Movie fans were out in force on Friday night to see Johnny Depp take on role the role of notorious drug smuggler and IRA gun runner James ‘Whitey’ Bulger in Black Mass.
The Hollywood blockbuster is a brutal portrayal of the underworld boss whose weapons shipment to Irish terrorists was intercepted off the coast of Cork in 1984.
The recovery of the arsenal on board the trawler Marita Ann resulted in the arrest and conviction of senior IRA figure Martin Ferris – now a Sinn Fein TD for North Kerry.
Around 160 guns and 71,000 rounds of ammunition were seized by Gardai and Ferris was sentenced to 10 years in prison for his role in the plot.
The IRA informant Sean O’Callaghan had tipped off his handlers about the smuggling operation, but a close associate of Bulger’s in Boston, John McIntyre, was believed by his crime boss to be working for the FBI.
As a result of his suspicions, McIntyre was later murdered by Bulger – who had managed to evade capture for 16 years but would eventually go on trial for 19 murders.
Bulger is currently serving a life sentence in a Florida prison.
Depp’s performance as the ruthless mobster has been widely acclaimed as the highlight of an otherwise run-of-the-mill gangster flick.
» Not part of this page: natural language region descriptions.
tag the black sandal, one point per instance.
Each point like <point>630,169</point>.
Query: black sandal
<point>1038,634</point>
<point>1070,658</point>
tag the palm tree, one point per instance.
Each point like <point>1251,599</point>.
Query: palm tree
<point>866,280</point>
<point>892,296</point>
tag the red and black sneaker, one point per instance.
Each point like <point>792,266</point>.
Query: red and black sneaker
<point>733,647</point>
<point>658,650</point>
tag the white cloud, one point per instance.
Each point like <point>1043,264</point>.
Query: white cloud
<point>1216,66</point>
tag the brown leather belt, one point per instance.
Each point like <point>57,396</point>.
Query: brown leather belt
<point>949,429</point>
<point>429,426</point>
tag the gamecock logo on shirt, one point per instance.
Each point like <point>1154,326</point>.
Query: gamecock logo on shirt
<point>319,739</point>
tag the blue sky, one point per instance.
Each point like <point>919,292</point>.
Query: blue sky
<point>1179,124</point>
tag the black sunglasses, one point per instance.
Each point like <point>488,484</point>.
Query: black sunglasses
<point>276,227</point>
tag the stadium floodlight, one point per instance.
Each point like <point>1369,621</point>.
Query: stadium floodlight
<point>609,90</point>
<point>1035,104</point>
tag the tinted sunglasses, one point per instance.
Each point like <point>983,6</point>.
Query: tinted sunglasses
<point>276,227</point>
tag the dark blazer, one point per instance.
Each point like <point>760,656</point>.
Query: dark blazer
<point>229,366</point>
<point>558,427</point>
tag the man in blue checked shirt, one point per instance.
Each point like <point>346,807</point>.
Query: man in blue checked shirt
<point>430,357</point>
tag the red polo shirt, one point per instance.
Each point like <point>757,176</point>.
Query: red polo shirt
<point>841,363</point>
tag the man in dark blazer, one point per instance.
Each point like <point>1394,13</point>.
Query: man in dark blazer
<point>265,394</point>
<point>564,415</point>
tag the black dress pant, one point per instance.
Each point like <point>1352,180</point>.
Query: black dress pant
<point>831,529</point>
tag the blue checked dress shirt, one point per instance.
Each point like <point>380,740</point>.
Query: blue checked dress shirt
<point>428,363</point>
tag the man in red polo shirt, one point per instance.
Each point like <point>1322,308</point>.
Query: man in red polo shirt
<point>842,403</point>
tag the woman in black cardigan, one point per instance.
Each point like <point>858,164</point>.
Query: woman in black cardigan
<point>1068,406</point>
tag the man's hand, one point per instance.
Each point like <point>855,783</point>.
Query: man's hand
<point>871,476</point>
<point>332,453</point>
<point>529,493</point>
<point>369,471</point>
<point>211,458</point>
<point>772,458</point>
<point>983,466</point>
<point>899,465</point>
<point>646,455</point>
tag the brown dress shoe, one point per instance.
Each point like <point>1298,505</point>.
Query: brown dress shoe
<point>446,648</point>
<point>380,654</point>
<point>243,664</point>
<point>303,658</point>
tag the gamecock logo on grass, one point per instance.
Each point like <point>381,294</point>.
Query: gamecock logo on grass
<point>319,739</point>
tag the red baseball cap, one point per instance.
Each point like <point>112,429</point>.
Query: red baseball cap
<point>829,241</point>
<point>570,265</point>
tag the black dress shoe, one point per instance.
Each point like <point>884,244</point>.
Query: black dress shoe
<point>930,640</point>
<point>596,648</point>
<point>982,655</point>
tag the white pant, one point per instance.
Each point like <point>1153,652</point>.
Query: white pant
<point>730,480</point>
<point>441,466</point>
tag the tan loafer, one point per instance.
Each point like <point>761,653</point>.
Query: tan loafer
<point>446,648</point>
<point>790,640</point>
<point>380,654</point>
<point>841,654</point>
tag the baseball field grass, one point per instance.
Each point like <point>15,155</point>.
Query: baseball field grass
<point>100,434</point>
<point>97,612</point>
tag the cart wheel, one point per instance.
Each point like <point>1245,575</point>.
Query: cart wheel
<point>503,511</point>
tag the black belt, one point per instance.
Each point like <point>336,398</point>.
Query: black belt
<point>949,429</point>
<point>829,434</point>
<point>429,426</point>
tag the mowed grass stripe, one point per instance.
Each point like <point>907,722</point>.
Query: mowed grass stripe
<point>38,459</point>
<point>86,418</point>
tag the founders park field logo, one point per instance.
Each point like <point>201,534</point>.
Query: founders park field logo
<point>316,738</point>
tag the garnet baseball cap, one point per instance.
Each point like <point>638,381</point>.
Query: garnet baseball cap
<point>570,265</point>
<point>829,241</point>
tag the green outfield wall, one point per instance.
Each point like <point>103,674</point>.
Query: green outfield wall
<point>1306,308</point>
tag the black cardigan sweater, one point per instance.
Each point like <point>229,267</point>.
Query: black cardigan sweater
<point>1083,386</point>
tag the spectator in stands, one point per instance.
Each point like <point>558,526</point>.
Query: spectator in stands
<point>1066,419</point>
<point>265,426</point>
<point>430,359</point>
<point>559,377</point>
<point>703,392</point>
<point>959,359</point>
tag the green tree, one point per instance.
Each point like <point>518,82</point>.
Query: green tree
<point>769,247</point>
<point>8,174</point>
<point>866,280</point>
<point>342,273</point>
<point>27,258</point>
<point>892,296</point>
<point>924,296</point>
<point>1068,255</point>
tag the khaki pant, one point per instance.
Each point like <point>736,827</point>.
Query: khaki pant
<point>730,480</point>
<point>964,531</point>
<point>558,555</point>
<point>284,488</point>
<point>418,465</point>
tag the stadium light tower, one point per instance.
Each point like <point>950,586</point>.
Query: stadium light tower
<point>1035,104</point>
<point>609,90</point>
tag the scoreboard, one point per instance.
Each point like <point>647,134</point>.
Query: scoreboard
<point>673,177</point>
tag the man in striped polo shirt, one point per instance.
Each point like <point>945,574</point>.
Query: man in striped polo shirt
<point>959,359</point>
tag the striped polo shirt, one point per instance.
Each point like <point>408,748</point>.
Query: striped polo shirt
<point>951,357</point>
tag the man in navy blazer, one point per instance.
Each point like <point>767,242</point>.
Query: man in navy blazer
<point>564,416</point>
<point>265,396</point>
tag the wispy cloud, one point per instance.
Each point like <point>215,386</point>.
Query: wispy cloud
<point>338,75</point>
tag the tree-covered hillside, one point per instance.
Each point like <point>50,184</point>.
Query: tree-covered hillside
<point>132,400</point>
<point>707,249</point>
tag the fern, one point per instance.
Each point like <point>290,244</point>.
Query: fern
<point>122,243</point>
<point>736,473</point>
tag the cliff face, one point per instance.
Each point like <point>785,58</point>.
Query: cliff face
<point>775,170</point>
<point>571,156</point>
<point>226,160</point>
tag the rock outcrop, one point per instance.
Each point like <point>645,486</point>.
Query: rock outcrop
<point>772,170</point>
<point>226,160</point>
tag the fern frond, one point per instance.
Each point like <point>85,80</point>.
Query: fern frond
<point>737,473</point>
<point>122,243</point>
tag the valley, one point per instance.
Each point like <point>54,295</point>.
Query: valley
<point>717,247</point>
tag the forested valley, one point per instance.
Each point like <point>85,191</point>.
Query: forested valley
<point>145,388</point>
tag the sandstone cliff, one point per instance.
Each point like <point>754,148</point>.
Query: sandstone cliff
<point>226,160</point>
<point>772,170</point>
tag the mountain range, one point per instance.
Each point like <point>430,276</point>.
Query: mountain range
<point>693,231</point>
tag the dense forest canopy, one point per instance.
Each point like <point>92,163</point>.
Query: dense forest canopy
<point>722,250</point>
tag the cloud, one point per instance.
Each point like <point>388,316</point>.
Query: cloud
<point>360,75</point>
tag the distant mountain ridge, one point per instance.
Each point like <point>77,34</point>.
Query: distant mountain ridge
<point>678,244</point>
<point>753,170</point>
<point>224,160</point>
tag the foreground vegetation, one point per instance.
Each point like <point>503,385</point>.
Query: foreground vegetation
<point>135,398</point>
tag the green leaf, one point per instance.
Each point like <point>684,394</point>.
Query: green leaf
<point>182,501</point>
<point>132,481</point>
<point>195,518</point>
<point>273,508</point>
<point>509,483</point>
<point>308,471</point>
In real life, while Whitey Bulger was one of the FBI’s most wanted, his brother Bill was a Democrat politician and president of the Massachusetts Senate.
In the movie, Bill is played by Benedict Cumberbatch.
The FBI agent credited with recruiting Whitey Bulger as an informant, John Connolly, is played by Joel Edgerton.
After Connolly convinced Bulger to provide information on organised crime – in return for the FBI’s help in keeping him one step ahead of his Mafia rivals – their relationship blossomed to become what was described as “an unholy alliance” that “spiralled out of control”.
Despite being tipped for an Academy Award for his latest role, Depp said he has “no interest” in one – claiming to get tongue tied if required to speak in public unscripted.
“I don’t want to have to talk,” the 52-year-old actor, who has spent three decades in front of the camera, told the BBC. “I don’t want to win one of those things ever,” he added.